Ascinsure: Retailer-Owned Wholesale Broker Rebrands in a Down Market

By | August 3, 2010

Trust us. That, in a nutshell, is the underlying message behind a new rebranding campaign for Ascinsure Specialty Risk, the wholesale broker subsidiary of Pittsburgh-based retail brokerage Allied Insurance Brokers.

The rebranding includes a name change (it’s pronounced, “uh SIN sure”), new website and a renewed marketing plan that emphasizes the wholesaler’s generation of expertise in its niche insurance specialties: rental equipment, scaffolding, mobile cranes and inland marine.

“There are two main things we tried to do,” with the rebranding, said Assistant Vice President Chuck Weisenborn, one half of the two-man team that comprises Ascinsure. “First, we wanted a fresh name that would stand out in the crowd.”

The second? Address the deeper issue of trust, given that the wholesaler is owned by a large retail agency — a fact that could make some retail agents uneasy.

Weisenborn said the company wanted a new, separate brand name to “reinforce” to agents that — despite being owned by a potentially competing retail business — Ascinsure remains a completely separate, walled-off business that shares no client information with its retail sister company.
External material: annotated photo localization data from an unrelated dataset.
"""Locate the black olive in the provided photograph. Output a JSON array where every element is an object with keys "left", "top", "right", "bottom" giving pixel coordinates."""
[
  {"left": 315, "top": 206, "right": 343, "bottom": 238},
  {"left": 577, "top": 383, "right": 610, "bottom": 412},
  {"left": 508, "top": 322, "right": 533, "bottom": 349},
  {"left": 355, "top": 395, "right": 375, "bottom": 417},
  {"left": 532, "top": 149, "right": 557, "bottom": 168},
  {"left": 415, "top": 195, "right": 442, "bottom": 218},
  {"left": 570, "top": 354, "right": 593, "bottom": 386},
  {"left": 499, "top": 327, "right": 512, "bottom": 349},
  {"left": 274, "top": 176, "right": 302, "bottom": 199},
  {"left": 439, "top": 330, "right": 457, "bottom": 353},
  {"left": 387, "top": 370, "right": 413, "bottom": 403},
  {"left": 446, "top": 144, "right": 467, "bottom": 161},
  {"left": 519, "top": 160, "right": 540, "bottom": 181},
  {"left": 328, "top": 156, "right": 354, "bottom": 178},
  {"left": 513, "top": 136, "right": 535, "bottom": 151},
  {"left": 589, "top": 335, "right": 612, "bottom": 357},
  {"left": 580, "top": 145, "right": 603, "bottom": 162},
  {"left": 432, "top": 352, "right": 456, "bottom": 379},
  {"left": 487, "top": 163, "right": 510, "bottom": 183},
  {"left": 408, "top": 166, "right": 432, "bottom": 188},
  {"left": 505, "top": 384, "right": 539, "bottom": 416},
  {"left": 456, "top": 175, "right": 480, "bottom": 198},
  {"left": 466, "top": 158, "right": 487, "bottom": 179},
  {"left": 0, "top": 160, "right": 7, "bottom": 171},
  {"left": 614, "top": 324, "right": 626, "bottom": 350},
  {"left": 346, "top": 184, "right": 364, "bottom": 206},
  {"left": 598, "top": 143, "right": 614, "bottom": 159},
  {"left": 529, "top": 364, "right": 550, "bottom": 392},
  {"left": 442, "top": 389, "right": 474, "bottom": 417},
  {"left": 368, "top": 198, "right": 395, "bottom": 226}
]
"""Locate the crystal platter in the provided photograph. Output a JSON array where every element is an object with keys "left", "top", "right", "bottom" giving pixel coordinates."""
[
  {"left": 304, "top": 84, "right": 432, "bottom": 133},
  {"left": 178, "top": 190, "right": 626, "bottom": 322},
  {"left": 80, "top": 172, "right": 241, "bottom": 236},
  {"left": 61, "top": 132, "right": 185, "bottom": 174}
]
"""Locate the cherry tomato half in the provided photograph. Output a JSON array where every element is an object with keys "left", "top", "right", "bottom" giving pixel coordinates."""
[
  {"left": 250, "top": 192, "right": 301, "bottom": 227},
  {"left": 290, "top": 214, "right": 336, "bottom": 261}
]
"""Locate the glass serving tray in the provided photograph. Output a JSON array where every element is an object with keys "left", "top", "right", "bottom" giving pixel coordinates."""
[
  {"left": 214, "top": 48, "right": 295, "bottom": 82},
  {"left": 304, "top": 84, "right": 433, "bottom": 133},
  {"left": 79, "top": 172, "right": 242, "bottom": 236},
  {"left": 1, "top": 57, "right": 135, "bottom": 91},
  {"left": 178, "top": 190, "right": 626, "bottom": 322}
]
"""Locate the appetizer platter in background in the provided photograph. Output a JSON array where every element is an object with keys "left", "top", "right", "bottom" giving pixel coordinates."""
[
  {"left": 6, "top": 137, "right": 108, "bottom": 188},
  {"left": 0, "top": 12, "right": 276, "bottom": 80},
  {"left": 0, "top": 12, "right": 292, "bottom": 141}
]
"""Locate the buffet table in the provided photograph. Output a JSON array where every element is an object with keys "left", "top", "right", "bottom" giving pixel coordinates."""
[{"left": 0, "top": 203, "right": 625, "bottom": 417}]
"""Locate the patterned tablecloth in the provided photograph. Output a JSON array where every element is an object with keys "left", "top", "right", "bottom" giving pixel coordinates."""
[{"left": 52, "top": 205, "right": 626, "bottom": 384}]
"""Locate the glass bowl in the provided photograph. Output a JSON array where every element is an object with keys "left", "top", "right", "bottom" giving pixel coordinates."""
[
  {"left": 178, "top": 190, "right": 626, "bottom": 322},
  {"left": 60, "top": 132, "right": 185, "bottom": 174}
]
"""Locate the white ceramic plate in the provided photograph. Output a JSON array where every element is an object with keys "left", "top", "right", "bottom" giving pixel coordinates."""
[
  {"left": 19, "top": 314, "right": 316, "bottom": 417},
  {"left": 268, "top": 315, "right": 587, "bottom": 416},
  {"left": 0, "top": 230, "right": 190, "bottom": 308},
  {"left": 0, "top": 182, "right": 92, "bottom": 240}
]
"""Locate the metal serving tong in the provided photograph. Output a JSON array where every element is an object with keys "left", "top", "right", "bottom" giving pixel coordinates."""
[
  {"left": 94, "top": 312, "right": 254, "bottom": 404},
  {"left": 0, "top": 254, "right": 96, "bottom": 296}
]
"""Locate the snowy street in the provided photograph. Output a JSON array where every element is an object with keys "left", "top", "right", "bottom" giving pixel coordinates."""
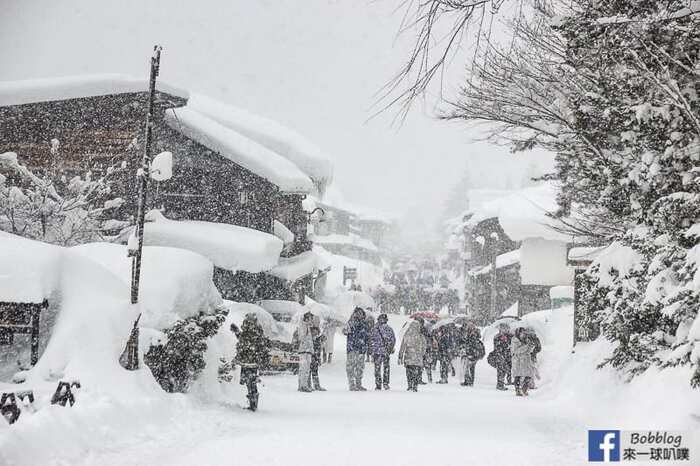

“There exists a certain level of distrust among retail brokers toward sending a submission to a wholesaler that operates with a retail agency,” Weisenborn said. “This helps us further delineate that division. Our integrity is priceless and it’s not for sale. Agents are not at risk for submissions getting taken by the retail side of our business.”

Operationally, separation has always been the case, including the computer systems, database and staff. The name change is meant to underscore that separation and ease agents’ concerns about client information being shared with a retail agency that could also write the business.

Timing of Rebranding

Competition is always tough but it’s even tougher than usual amid a down economy and perpetually soft market. This state of the market prompted the company’s rebranding, Weisenborn said.

Like most wholesalers with business lines concentrating on construction, Ascinsure’s has seen downturn affect its clients and potential clients. That’s another reason for the rebranding. It’s a chance to get out there and market Ascinsure’s products and services, so the name will be at the forefront of agents’ minds when things eventually turnaround, according to Weisenborn.

“Anybody who waits until the economy improves and the market hardens is too late,” he said.

From what he sees, the worst of things is already over, too. In the last six months, Ascinsure has received “more than just and uptick in inquiries” for coverage — a trend that Weisenborn expects to continue. Pricing, however, may remain soft for some time, he predicted.

Either way, Weisenborn said he hopes the rebranding effort will go a long way to communicating the firm’s key message: “Same reliable people, just a different label,” he said.